Can anyone please provide some insights, what I'm getting wrong? Is it true that the OLS loss function looks like a parabola?

• What data, i.e. what $x_i$ and $y_i$ did you use for the plotting? May 1, 2019 at 10:13
• Dont' know if you did it in the code, but you haven't squared $y_i$ in the above expression.

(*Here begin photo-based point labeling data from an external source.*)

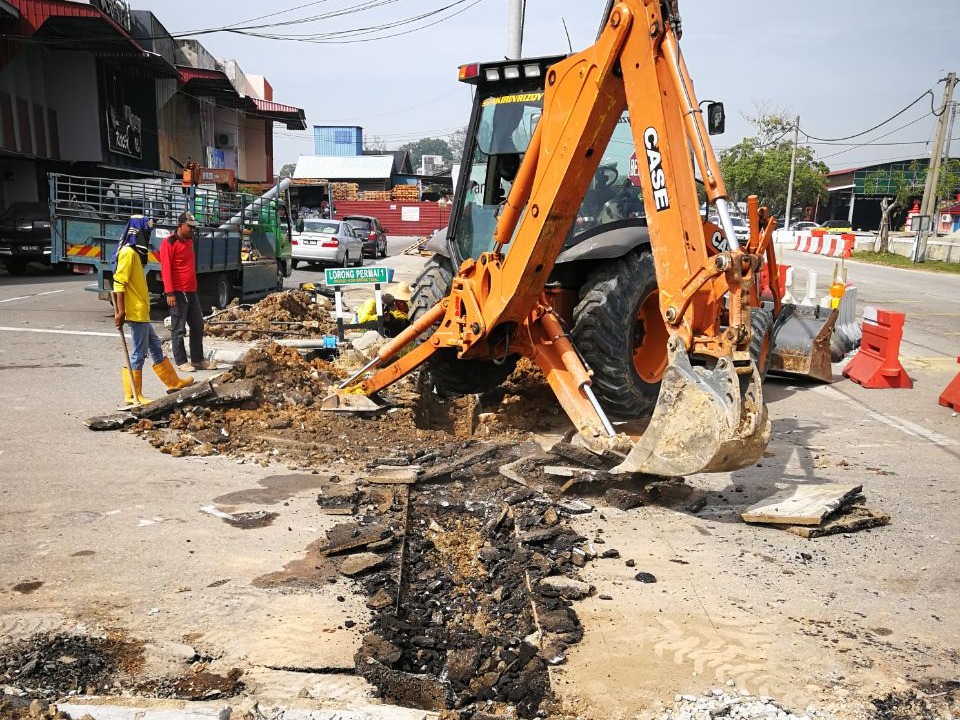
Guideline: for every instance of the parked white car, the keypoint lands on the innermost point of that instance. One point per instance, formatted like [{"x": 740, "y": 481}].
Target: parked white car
[{"x": 327, "y": 242}]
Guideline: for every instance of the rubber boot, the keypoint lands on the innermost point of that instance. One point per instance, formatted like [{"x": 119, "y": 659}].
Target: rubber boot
[
  {"x": 168, "y": 376},
  {"x": 129, "y": 399},
  {"x": 138, "y": 386}
]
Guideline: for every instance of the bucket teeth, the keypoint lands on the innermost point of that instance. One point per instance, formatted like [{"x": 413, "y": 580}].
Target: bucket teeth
[{"x": 705, "y": 420}]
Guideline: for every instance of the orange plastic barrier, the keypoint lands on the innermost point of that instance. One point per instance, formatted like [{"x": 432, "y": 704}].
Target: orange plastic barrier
[
  {"x": 766, "y": 293},
  {"x": 950, "y": 397},
  {"x": 877, "y": 364}
]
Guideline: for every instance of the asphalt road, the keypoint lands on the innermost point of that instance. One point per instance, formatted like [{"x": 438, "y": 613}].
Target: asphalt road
[{"x": 113, "y": 530}]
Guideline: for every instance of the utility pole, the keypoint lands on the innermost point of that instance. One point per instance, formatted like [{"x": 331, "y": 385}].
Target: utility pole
[
  {"x": 793, "y": 167},
  {"x": 515, "y": 29},
  {"x": 928, "y": 206}
]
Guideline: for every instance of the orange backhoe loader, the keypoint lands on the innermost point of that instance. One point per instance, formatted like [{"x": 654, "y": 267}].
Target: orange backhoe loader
[{"x": 633, "y": 311}]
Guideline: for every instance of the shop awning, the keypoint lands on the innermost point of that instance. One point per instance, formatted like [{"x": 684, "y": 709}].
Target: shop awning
[
  {"x": 80, "y": 27},
  {"x": 8, "y": 11},
  {"x": 211, "y": 85},
  {"x": 293, "y": 117}
]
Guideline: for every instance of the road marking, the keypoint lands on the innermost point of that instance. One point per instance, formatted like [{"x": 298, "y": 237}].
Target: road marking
[
  {"x": 60, "y": 332},
  {"x": 904, "y": 426},
  {"x": 25, "y": 297}
]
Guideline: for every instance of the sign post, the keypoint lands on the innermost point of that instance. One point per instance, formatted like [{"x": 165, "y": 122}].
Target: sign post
[{"x": 337, "y": 277}]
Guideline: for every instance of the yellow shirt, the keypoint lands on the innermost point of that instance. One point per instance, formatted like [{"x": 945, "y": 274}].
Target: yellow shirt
[
  {"x": 368, "y": 312},
  {"x": 130, "y": 279}
]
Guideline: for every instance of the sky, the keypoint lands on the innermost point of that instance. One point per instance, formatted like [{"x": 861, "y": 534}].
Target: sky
[{"x": 842, "y": 66}]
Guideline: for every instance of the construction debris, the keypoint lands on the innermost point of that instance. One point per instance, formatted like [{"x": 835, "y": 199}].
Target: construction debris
[{"x": 846, "y": 520}]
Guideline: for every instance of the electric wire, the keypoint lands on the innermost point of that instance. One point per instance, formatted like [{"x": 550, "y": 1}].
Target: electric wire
[{"x": 878, "y": 125}]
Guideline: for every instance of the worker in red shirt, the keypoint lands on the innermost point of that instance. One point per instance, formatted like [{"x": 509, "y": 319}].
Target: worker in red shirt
[{"x": 178, "y": 268}]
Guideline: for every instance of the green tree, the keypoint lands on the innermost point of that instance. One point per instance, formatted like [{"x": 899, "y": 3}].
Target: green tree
[
  {"x": 428, "y": 146},
  {"x": 374, "y": 142},
  {"x": 760, "y": 165},
  {"x": 456, "y": 141}
]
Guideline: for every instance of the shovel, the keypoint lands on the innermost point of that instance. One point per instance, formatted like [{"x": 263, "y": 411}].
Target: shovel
[{"x": 126, "y": 355}]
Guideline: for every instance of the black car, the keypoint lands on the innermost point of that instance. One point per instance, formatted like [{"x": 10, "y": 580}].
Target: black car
[
  {"x": 24, "y": 235},
  {"x": 373, "y": 234}
]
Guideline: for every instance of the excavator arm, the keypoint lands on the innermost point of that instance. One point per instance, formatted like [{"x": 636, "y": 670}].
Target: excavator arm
[{"x": 710, "y": 414}]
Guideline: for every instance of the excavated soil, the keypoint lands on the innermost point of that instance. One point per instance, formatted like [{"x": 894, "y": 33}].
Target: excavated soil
[
  {"x": 290, "y": 314},
  {"x": 42, "y": 668},
  {"x": 284, "y": 420}
]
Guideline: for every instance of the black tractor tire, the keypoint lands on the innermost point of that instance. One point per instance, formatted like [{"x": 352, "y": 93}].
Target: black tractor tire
[
  {"x": 618, "y": 329},
  {"x": 761, "y": 339},
  {"x": 447, "y": 374},
  {"x": 218, "y": 292}
]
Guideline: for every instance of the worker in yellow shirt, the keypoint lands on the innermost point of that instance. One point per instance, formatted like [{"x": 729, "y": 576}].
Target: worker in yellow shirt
[
  {"x": 396, "y": 310},
  {"x": 132, "y": 306}
]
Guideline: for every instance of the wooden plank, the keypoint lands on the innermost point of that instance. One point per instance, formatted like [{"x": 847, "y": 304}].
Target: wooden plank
[
  {"x": 394, "y": 474},
  {"x": 802, "y": 504},
  {"x": 851, "y": 520}
]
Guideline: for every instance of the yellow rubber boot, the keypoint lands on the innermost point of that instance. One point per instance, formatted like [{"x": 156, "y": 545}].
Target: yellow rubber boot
[
  {"x": 129, "y": 399},
  {"x": 138, "y": 386},
  {"x": 168, "y": 376}
]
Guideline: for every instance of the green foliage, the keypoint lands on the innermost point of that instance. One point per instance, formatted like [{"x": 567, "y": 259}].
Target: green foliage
[
  {"x": 429, "y": 146},
  {"x": 374, "y": 142},
  {"x": 457, "y": 140},
  {"x": 760, "y": 165},
  {"x": 900, "y": 261}
]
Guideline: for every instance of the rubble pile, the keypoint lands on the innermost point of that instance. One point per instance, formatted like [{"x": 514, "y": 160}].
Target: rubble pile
[
  {"x": 282, "y": 419},
  {"x": 45, "y": 667},
  {"x": 292, "y": 313},
  {"x": 471, "y": 579},
  {"x": 729, "y": 703}
]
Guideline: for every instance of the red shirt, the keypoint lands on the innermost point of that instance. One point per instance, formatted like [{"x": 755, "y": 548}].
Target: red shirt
[{"x": 178, "y": 265}]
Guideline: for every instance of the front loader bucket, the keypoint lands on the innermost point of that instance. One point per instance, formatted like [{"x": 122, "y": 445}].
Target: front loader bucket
[
  {"x": 800, "y": 342},
  {"x": 705, "y": 420}
]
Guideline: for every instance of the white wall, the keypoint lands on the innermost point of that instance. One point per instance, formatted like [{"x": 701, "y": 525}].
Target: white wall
[{"x": 71, "y": 81}]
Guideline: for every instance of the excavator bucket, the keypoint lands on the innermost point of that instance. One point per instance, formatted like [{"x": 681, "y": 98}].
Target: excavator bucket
[
  {"x": 801, "y": 342},
  {"x": 704, "y": 421}
]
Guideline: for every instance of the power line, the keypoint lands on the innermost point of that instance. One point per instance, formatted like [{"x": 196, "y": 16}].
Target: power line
[
  {"x": 870, "y": 142},
  {"x": 878, "y": 125}
]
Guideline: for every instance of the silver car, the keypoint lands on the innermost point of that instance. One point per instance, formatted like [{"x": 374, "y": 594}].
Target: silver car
[{"x": 327, "y": 242}]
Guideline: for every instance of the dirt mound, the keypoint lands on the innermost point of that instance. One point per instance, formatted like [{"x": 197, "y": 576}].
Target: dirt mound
[
  {"x": 286, "y": 314},
  {"x": 931, "y": 701},
  {"x": 284, "y": 421}
]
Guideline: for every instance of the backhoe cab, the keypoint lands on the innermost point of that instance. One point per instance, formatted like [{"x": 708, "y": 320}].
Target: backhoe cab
[{"x": 576, "y": 240}]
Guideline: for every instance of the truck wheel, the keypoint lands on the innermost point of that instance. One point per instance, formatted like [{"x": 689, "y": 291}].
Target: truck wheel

May 1, 2019 at 10:21
• @COOLSerdash I've generated data myself: x = 1,2...,100, y = 3 + 0.6x + np.random.normal(loc=0, scale=4). Here is a link for ds 1drv.ms/u/s!Arn3_AEhHx7saJ0tADjQEb3Uoos May 1, 2019 at 10:24
• @gunes Yes, thanks, I missed it here but not in the code. May 1, 2019 at 10:25

It's just difficult to see in your graph because there is a long "ridge". Incidentally, there is an interesting connection to ridge regression and a graphic depiction can be found in this answer. If you plot the contours, it's apparent that there is a minimum. Here is a contour plot using your data:

library(ggplot2)

x <- 1:100
y <- c(-1.06786217, -0.33984722, -1.36759494, 7.56540282, 2.19205822,
14.8377512, 13.0539231, 0.63289129, 7.75364681, 6.54673087, 10.8224342,
10.1020288, 13.5477161, 15.3642923, 7.36291541, 16.6248658, 15.0631203,
25.1800439, 11.2292748, 13.8589657, 10.19495, 9.01691165, 14.7285545,
11.4168574, 15.2110969, 18.0854476, 23.2120067, 12.0950959, 16.1230903,
15.0810368, 20.2311771, 23.0948634, 15.3996733, 23.6483798, 23.3256991,
25.2116597, 29.1645765, 31.5760183, 24.6586337, 24.0144962, 29.7650414,
27.5561203, 25.34471, 30.0982008, 25.2412531, 31.6709949, 29.9007839,
22.914041, 28.3002482, 26.4310713, 35.7958481, 30.4163521, 28.5912421,
37.352515, 37.0315531, 37.5393569, 41.1098306, 36.4876877, 44.9613038,
34.9987338, 45.4365697, 39.5746548, 43.7593438, 35.489477, 47.3233672,
44.342282, 43.7527713, 50.1770972, 48.2229851, 43.3526442, 48.7265076,
51.4778536, 44.1065885, 46.5162551, 47.7805753, 47.8910884, 47.2123014,
54.8892224, 49.760496, 43.0211547, 47.3799211, 54.9845947, 50.1267701,
50.4283826, 52.674689, 51.8781938, 50.8822024, 50.6212418, 57.2954308,
52.4427199, 60.6958874, 52.075629, 53.4571635, 56.3515546, 55.4839035,
59.7015534, 55.6301584, 66.8236549, 60.9454023, 67.7678088)

mod <- lm(y~x)

beta0 <- seq(0, 5, length.out = 100)
beta1 <- seq(0.4, 0.8, length.out = 100)

coef_frame <- expand.grid(beta0 = beta0, beta1 = beta1)

ss <- NULL

for(i in 1:dim(coef_frame)[1]) {

pred <- coef_frame[i, 1] + coef_frame[i, 2]*x
resid <- y - pred

ss[i] <- sum(resid^2)

}

coef_frame\$ss <- ss

theme_set(theme_bw())
p <- ggplot(data = coef_frame, aes(x = beta0, y = beta1, z = ss)) +
geom_raster(aes(fill = ss), interpolate = TRUE) +
stat_contour(breaks = exp(quantile(log(ss), c(0.01, 0.025, 0.05, 0.1, 0.3, 0.5))), colour = "white") +
scale_fill_gradient(name = expression("Sum of residuals"^2), low = "#08519c", high = "#f7fbff", trans = "log") +
geom_point(aes(x = coef(mod)[1], y = coef(mod)[2]), size = 4, colour = "#ff8409") +
geom_segment(aes(x = coef(mod)[1], y = min(beta1), xend = coef(mod)[1], yend = coef(mod)[2]), colour = "#ff8409", size = 0.75, linetype = 2) +
geom_segment(aes(x = min(beta0), y = coef(mod)[2], xend = coef(mod)[1], yend = coef(mod)[2]), colour = "#ff8409", size = 0.75,  linetype = 2) +
ylab("Beta 1") +
xlab("Beta 0") +
theme(
axis.title.y=element_text(colour = "black", size = 17, hjust = 0.5, margin=margin(0,12,0,0)),
axis.title.x=element_text(colour = "black", size = 17),
axis.text.x=element_text(colour = "black", size=15),
axis.text.y=element_text(colour = "black", size=15),
legend.position="none",
legend.text=element_text(size=12.5),
panel.grid.minor = element_blank(),
panel.grid.major = element_blank(),
legend.key=element_blank(),
plot.title = element_text(face = "bold"),
legend.title=element_text(size=15)

)

p


The least-squares estimates for $$\beta_0$$ and $$\beta_1$$ are indicated by an orange dot.